Tentativi di risoluzione
Per cercare di risolvere il problema, l’avvocato Antonio Lecce ha inviato una diffida formale all’ASL di Frosinone, evidenziando l’errore e chiedendo una pronta rettifica. Tuttavia, la macchina burocratica era già in movimento e, nonostante una comunicazione inviata dall’ASL due giorni dopo l’errore, che riconosceva la svista, la situazione di Michele non è cambiata. Quando si è recato presso la sede dell’INPS, le parole che ha sentito sono state surreali: «Per noi lei è morto. Se vuole dimostrare il contrario, porti un documento che attesti che lei è vivo». Questa richiesta ha dell’assurdo: Michele è costretto a produrre documentazione che contraddica un atto di morte mai avvenuto nella realtà.
L’avvocato Lecce ha fissato un ultimatum all’ASL, minacciando di adire le vie legali se non verrà corretta la “clamorosa svista”. Qualora la situazione non si risolvesse, Michele potrebbe trovarsi costretto a presentarsi in tribunale per affermare: «Eccomi, sono io, non sono morto». Una frase che, in un Paese normale, non dovrebbe mai essere pronunciata.
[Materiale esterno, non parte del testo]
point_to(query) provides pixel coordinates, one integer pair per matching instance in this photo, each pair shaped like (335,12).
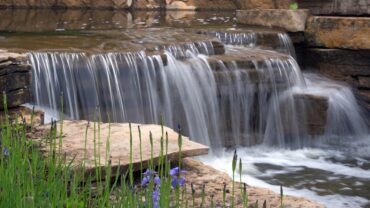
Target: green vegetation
(28,178)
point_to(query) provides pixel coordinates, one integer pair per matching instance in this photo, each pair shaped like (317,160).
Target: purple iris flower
(174,171)
(174,182)
(6,152)
(157,181)
(149,172)
(145,181)
(182,181)
(156,197)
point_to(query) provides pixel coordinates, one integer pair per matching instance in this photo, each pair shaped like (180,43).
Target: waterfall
(245,97)
(271,40)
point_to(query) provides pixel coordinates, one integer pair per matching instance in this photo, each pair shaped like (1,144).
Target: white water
(248,107)
(334,170)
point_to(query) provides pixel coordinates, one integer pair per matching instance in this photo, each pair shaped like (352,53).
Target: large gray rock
(350,66)
(290,20)
(15,79)
(338,32)
(335,7)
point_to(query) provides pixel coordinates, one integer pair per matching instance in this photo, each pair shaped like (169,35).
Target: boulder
(200,174)
(338,32)
(74,143)
(21,113)
(335,7)
(257,4)
(264,4)
(314,109)
(147,4)
(15,79)
(350,66)
(16,98)
(364,82)
(290,20)
(200,5)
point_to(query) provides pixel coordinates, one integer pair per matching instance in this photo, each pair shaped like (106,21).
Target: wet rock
(350,66)
(312,113)
(73,146)
(364,82)
(147,4)
(338,32)
(16,98)
(179,5)
(21,113)
(292,21)
(15,79)
(335,7)
(200,5)
(116,4)
(200,174)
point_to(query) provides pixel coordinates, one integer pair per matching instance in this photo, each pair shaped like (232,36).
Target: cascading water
(222,103)
(139,88)
(276,41)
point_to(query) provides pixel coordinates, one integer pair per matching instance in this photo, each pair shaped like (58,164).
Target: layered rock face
(264,4)
(336,7)
(292,21)
(15,79)
(117,4)
(338,32)
(349,66)
(123,4)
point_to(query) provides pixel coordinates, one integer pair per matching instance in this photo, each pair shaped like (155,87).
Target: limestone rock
(257,4)
(20,113)
(16,98)
(199,173)
(119,138)
(13,57)
(335,7)
(179,5)
(338,32)
(313,110)
(364,82)
(200,5)
(348,66)
(292,21)
(15,81)
(147,4)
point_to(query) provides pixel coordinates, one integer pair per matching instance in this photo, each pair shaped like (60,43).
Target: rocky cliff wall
(15,79)
(123,4)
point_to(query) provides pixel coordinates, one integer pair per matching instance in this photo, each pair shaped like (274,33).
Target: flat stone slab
(338,32)
(73,146)
(290,20)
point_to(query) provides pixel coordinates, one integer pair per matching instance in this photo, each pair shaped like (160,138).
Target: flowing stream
(291,128)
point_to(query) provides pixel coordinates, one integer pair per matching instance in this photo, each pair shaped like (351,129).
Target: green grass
(28,178)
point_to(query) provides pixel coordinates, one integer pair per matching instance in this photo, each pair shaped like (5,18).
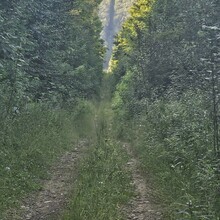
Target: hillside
(112,14)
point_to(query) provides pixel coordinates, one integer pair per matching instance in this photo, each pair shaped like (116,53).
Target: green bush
(30,143)
(173,138)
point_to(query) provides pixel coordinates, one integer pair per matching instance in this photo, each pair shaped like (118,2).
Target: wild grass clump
(30,142)
(174,141)
(103,185)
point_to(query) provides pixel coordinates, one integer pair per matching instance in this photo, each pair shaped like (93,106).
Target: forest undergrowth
(32,142)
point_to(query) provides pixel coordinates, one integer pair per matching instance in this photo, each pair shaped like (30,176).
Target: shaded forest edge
(165,84)
(165,96)
(48,74)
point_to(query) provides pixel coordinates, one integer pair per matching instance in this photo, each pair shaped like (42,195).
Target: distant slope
(112,14)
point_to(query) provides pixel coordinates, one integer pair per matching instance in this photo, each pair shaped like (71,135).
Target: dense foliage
(50,59)
(43,55)
(165,71)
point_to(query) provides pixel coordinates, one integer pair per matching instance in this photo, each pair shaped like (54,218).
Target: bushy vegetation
(165,72)
(103,184)
(48,71)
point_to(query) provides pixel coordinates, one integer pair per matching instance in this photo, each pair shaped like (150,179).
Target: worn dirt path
(142,206)
(50,201)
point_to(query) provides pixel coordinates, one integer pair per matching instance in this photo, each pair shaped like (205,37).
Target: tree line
(166,66)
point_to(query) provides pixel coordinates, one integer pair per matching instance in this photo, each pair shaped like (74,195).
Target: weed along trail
(142,206)
(52,198)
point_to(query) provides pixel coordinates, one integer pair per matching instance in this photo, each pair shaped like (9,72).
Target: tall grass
(103,184)
(173,139)
(30,142)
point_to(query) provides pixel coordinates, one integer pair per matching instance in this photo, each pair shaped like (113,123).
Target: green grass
(31,142)
(103,185)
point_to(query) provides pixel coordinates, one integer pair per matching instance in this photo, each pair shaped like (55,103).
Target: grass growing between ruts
(103,185)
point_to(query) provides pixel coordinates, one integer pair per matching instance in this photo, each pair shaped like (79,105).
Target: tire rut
(142,206)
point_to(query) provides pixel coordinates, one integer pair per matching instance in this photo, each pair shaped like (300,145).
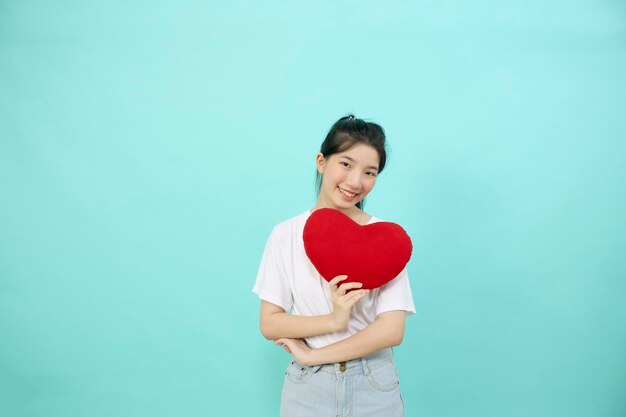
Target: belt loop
(366,370)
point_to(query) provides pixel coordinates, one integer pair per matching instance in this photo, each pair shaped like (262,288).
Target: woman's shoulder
(291,224)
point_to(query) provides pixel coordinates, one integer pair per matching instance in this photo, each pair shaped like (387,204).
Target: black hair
(345,133)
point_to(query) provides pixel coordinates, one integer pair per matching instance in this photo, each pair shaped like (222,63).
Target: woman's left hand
(300,351)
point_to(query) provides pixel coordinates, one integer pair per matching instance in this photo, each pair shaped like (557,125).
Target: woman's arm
(276,323)
(386,331)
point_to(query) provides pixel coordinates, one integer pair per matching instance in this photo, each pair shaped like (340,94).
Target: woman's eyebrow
(354,160)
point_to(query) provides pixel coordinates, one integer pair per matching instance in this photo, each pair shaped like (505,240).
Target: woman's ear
(320,162)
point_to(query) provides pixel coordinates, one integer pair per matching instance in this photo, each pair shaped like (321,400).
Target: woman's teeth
(346,193)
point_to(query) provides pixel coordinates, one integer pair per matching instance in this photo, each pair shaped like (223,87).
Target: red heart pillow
(373,254)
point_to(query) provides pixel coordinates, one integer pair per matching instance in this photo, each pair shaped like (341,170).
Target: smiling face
(347,177)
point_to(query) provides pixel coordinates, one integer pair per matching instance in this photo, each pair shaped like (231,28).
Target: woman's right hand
(343,299)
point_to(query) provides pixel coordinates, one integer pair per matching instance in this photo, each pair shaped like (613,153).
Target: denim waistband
(356,366)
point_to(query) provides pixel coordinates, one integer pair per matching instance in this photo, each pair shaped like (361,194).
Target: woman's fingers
(354,296)
(335,281)
(343,288)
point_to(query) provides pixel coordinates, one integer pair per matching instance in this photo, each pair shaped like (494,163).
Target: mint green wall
(147,149)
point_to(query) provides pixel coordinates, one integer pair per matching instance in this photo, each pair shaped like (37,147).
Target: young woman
(340,336)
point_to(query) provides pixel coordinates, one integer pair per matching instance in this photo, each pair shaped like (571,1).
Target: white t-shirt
(288,279)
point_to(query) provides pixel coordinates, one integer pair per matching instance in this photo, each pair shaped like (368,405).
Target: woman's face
(348,176)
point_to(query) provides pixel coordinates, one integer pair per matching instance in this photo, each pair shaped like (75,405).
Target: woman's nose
(353,180)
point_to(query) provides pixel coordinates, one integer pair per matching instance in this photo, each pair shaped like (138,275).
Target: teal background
(147,149)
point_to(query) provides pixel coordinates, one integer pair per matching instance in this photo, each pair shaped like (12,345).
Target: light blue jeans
(358,388)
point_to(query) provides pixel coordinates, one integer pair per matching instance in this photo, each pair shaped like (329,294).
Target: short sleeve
(396,295)
(272,283)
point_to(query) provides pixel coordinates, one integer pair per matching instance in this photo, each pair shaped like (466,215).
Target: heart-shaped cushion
(373,254)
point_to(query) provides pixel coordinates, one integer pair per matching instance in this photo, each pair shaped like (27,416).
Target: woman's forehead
(361,153)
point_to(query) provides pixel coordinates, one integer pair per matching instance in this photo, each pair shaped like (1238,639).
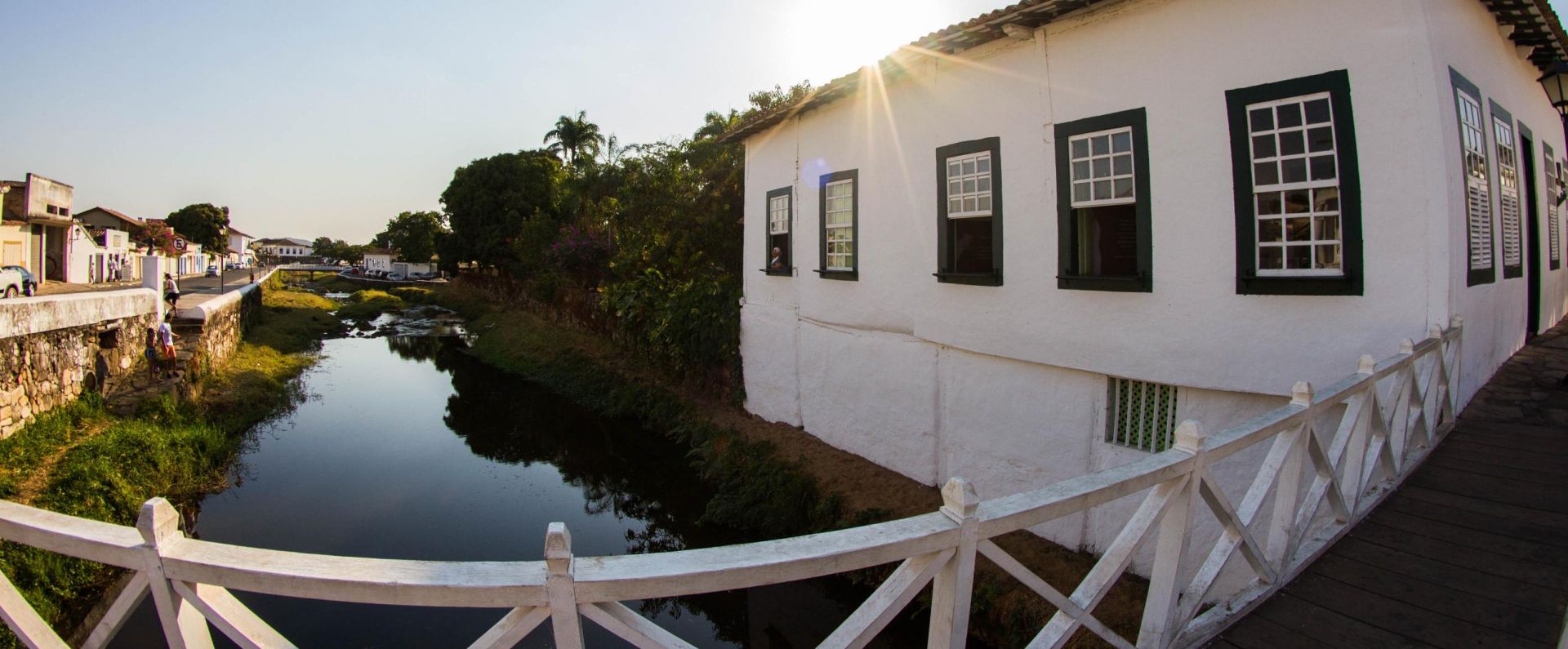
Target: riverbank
(85,460)
(768,477)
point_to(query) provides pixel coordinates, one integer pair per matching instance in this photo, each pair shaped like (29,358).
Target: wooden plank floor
(1470,552)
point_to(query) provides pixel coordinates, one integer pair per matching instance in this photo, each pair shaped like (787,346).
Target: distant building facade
(38,216)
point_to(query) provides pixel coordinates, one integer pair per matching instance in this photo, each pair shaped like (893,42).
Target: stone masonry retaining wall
(54,349)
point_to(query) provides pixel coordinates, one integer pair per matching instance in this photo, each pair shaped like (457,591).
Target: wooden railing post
(560,589)
(184,626)
(952,589)
(1160,628)
(1288,487)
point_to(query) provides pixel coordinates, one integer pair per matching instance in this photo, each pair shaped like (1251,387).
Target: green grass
(368,304)
(80,460)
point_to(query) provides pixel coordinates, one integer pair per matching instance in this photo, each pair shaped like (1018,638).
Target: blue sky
(328,118)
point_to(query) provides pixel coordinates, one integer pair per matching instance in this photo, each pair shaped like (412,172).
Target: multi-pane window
(1554,192)
(1102,204)
(969,212)
(780,216)
(1509,196)
(969,185)
(1140,414)
(1295,185)
(1102,168)
(1477,184)
(838,223)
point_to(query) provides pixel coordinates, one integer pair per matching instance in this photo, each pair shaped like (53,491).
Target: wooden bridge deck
(1470,552)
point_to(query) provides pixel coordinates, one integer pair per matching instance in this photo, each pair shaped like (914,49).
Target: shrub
(366,304)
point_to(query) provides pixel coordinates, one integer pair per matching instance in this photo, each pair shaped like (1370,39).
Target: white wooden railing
(1346,446)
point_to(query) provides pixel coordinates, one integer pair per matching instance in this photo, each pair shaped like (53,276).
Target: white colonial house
(386,260)
(1026,247)
(284,250)
(240,248)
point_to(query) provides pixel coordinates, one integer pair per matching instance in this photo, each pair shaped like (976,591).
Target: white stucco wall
(1463,37)
(1005,385)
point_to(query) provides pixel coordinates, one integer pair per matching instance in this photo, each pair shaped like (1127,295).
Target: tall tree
(497,206)
(574,138)
(157,237)
(203,223)
(414,234)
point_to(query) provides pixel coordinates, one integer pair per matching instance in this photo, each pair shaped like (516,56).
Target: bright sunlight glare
(831,38)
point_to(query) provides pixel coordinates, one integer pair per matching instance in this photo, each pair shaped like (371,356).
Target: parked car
(16,281)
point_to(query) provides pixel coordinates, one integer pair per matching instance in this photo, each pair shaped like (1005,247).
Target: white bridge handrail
(1388,416)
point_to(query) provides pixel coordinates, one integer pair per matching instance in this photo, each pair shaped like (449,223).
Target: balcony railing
(1332,456)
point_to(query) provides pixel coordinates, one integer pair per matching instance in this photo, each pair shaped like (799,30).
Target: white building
(386,260)
(1205,201)
(98,255)
(240,248)
(284,250)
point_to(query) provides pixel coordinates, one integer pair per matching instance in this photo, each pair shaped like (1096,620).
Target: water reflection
(412,449)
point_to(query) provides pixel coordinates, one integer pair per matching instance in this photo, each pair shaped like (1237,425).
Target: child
(167,342)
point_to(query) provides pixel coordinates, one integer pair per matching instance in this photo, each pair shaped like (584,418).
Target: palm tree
(574,138)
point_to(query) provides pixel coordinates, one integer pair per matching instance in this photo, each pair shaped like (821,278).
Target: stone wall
(220,322)
(54,349)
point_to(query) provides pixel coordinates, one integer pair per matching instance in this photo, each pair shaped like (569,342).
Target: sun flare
(831,38)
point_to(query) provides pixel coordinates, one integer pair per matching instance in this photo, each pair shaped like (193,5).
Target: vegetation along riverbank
(768,478)
(177,441)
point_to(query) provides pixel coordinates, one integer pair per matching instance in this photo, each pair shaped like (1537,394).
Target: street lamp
(1556,83)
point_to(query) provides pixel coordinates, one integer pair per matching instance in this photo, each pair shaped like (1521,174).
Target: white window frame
(1109,156)
(1509,192)
(1283,189)
(1477,180)
(964,170)
(778,216)
(840,233)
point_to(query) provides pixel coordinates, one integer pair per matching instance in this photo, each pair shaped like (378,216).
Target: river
(408,447)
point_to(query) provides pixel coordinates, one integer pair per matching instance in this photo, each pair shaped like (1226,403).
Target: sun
(831,38)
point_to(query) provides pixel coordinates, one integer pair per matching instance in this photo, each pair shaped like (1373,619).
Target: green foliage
(204,224)
(687,323)
(574,138)
(490,204)
(368,304)
(157,237)
(416,236)
(80,460)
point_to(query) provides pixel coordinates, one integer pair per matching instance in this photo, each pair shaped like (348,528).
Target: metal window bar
(1140,414)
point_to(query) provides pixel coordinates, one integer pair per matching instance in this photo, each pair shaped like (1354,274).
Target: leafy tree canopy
(492,201)
(414,236)
(204,224)
(574,138)
(157,237)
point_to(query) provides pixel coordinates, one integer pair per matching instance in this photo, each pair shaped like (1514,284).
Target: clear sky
(328,118)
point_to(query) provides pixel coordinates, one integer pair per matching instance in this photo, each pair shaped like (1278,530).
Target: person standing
(172,291)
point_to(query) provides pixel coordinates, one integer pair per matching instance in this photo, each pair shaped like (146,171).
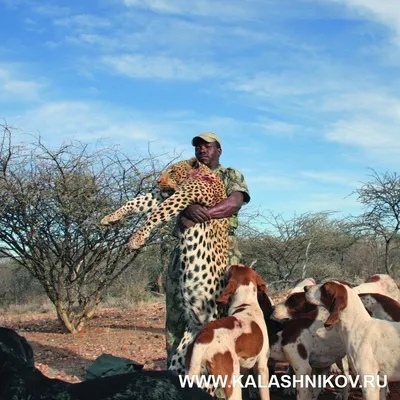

Riflessioni sulla burocrazia
Questa storia del signor Michele ha messo in luce non solo le problematiche legate all’amministrazione pubblica, ma ha anche posto una riflessione sulla fragilità delle vite umane di fronte a un sistema che, a volte, sembra dimenticare la sua missione principale: servire i cittadini. La vicenda ha sollevato interrogativi su come l’INPS gestisca la registrazione dei decessi e sulla necessità di un miglioramento dei processi burocratici. Michele, con la sua determinazione, rappresenta un simbolo della lotta contro l’assurdità burocratica, un uomo che non si arrende e che continua a cercare giustizia, e, soprattutto, il riconoscimento della sua esistenza.